How to deduce the commutativity of the transfer matrix in algebraic bethe ansatz (and integrable systems)? This is supposed to be a one-line derivation, but how to deduce the commutativity of the transfer matrix (in algebraic bethe ansatz) from the RTT relation?
Thank you!
 A: Let me flesh out what @Giuseppe more or less said. 
Let me suppress spectral parameters for now, since nothing happens to those. Multiply by the inverse of the R-matrix on one side, so that you get e.g. $T_a\,T_b = R_{ab}^{-1} \, T_b\,T_a\, R_{ab}$. Now trace over both auxiliary spaces: 
$$\text{tr}_{ab}[T_a\,T_b] = \text{tr}_{ab}[R_{ab}^{-1} \, T_b\,T_a\, R_{ab}] = \text{tr}_{ab}[T_b\,T_a\, R_{ab} \, R_{ab}^{-1}] = \text{tr}_{ab}[T_b\,T_a] \ ,$$ 
where the middle equality uses cyclicity of the trace. (Note that we cannot use this cyclicity to reverse the two monodromy matrices since, unlike the R-matrix, the $T$s also act on the 'physical' space, aka 'quantum' space, where they don't commute and we don't take a trace.) Finally use that $\text{tr}_{ab} = \text{tr}_a \otimes \text{tr}_b$ to get the commutativity of the transfer matrices $t(u) = \text{tr}_a\, T_a(u)$ and $t(v) = \text{tr}_b\, T_b(v)$, where I put back the spectral parameters.
To turn this one-line computation into a complete argument we have to add one more paragraph.
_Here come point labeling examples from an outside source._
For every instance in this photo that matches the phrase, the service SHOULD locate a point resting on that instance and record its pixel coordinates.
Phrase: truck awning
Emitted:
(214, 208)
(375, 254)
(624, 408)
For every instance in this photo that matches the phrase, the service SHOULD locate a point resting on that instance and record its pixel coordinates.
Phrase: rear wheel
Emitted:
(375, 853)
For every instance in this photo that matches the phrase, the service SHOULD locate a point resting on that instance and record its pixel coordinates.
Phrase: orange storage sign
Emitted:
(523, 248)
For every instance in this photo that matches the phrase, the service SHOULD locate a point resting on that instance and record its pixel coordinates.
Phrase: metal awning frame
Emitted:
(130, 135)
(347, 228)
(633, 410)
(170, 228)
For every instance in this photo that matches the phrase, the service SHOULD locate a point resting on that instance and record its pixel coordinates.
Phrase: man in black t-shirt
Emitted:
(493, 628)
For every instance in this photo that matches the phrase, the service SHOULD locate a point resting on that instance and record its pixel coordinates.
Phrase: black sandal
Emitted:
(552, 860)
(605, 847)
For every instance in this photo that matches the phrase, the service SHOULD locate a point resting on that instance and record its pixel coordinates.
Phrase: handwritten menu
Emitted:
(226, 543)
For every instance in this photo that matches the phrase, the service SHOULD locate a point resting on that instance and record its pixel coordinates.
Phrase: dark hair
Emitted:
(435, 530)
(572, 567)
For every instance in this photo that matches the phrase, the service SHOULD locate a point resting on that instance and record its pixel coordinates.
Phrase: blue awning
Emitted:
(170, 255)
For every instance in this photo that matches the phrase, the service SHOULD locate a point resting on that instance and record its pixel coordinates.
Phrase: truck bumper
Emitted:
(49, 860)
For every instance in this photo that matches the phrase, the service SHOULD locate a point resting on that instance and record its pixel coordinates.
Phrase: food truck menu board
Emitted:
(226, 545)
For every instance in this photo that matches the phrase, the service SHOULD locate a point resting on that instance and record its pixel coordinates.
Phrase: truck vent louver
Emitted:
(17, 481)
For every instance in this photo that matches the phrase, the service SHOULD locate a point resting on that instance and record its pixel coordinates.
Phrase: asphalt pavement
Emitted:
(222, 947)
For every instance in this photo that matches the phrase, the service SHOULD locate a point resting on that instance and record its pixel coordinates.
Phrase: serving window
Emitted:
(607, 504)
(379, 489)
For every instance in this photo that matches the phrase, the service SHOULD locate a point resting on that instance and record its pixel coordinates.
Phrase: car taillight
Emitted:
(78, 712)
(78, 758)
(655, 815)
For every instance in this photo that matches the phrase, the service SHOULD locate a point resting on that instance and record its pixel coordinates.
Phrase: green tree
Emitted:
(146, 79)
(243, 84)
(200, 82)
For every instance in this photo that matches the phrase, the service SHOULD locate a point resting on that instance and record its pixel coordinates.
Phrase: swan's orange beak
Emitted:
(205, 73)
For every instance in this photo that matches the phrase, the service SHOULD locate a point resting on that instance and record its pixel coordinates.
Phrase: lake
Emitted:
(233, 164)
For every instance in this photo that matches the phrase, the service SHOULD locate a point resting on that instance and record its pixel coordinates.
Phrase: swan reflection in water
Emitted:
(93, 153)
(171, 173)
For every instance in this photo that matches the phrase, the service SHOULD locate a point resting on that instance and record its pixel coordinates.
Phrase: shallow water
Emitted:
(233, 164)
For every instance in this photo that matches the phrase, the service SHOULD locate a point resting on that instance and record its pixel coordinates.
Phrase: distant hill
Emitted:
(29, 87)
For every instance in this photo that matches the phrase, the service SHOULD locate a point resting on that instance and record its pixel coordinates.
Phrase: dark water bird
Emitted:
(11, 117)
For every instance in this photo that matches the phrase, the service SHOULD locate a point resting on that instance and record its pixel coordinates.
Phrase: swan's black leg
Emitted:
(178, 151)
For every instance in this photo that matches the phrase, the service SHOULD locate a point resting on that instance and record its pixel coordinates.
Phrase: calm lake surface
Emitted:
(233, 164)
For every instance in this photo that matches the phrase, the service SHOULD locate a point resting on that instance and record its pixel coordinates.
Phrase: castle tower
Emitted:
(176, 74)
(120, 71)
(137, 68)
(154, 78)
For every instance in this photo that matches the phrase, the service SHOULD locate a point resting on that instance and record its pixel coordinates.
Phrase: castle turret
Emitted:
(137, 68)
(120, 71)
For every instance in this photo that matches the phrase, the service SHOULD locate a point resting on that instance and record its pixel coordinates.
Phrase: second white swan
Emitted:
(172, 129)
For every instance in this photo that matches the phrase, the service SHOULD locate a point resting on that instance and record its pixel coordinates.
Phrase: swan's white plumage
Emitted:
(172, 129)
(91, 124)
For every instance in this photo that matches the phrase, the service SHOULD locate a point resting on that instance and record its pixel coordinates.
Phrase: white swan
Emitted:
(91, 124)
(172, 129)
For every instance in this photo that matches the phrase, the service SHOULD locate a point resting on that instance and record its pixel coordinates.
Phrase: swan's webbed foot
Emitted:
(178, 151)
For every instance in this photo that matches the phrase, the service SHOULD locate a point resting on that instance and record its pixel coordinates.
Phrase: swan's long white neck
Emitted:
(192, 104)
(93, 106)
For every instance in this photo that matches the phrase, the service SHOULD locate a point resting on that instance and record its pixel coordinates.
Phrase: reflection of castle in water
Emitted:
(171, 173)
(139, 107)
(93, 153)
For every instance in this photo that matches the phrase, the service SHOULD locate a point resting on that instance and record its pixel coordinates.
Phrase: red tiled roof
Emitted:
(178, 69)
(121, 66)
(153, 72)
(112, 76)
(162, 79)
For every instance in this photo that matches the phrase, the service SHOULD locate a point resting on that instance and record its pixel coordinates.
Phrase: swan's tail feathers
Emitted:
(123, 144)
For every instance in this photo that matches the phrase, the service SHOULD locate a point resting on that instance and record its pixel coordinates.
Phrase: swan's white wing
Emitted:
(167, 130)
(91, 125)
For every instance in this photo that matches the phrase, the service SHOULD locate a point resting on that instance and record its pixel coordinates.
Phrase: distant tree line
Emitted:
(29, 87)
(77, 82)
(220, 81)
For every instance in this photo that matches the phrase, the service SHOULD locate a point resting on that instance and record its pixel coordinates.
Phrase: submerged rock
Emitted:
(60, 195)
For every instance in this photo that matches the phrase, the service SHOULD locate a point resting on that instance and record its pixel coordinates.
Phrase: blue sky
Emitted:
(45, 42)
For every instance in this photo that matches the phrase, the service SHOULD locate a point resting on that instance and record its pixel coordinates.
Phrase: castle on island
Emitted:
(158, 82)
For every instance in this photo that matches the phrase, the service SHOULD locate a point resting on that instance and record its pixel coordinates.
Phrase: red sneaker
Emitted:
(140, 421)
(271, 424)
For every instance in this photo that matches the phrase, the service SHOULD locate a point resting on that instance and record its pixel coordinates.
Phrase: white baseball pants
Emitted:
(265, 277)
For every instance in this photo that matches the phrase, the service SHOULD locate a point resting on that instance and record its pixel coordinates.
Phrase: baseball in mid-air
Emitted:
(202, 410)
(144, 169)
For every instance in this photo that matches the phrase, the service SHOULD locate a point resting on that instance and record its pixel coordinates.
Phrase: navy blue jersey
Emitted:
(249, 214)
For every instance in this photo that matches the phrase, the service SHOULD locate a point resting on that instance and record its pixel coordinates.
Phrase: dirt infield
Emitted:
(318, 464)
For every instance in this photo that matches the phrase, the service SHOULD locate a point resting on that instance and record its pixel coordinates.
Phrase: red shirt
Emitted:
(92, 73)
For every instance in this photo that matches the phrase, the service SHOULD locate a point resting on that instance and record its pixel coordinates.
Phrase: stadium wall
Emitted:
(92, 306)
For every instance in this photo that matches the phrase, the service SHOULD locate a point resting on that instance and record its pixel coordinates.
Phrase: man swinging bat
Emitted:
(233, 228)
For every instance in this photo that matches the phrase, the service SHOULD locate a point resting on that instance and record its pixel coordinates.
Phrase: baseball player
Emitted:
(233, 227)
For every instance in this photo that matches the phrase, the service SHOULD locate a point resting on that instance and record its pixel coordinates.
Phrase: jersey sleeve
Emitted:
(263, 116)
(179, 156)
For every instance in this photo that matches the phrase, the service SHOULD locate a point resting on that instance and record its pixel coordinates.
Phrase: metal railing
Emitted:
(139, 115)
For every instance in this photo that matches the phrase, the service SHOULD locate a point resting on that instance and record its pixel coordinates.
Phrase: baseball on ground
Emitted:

What it really shows is that transfer matrices commute as long as the R-matrix is invertible. For example, in the six-vertex model (the XXZ spin chain) this is the case for almost all values of its argument $u-v$, as one checks by computing $\det R(u-v)$. It follows that $t(u)$ commutes with almost all $t(v)$. But typically, for physical spaces of the form $W=V^{\otimes L}$, the entries of the transfer matrix are polynomial in the vertex weights (= entries of the Lax operator/R-matrix used to define $T$ and thus $t$), and the vertex weights are analytic in the spectral parameter. By analyticity of the transfer matrix the commutativity thus extends to all values of $u,v$.
For a graphical version you can check out e.g. Section 4.2 of my lecture notes or any of the references I give in its introduction.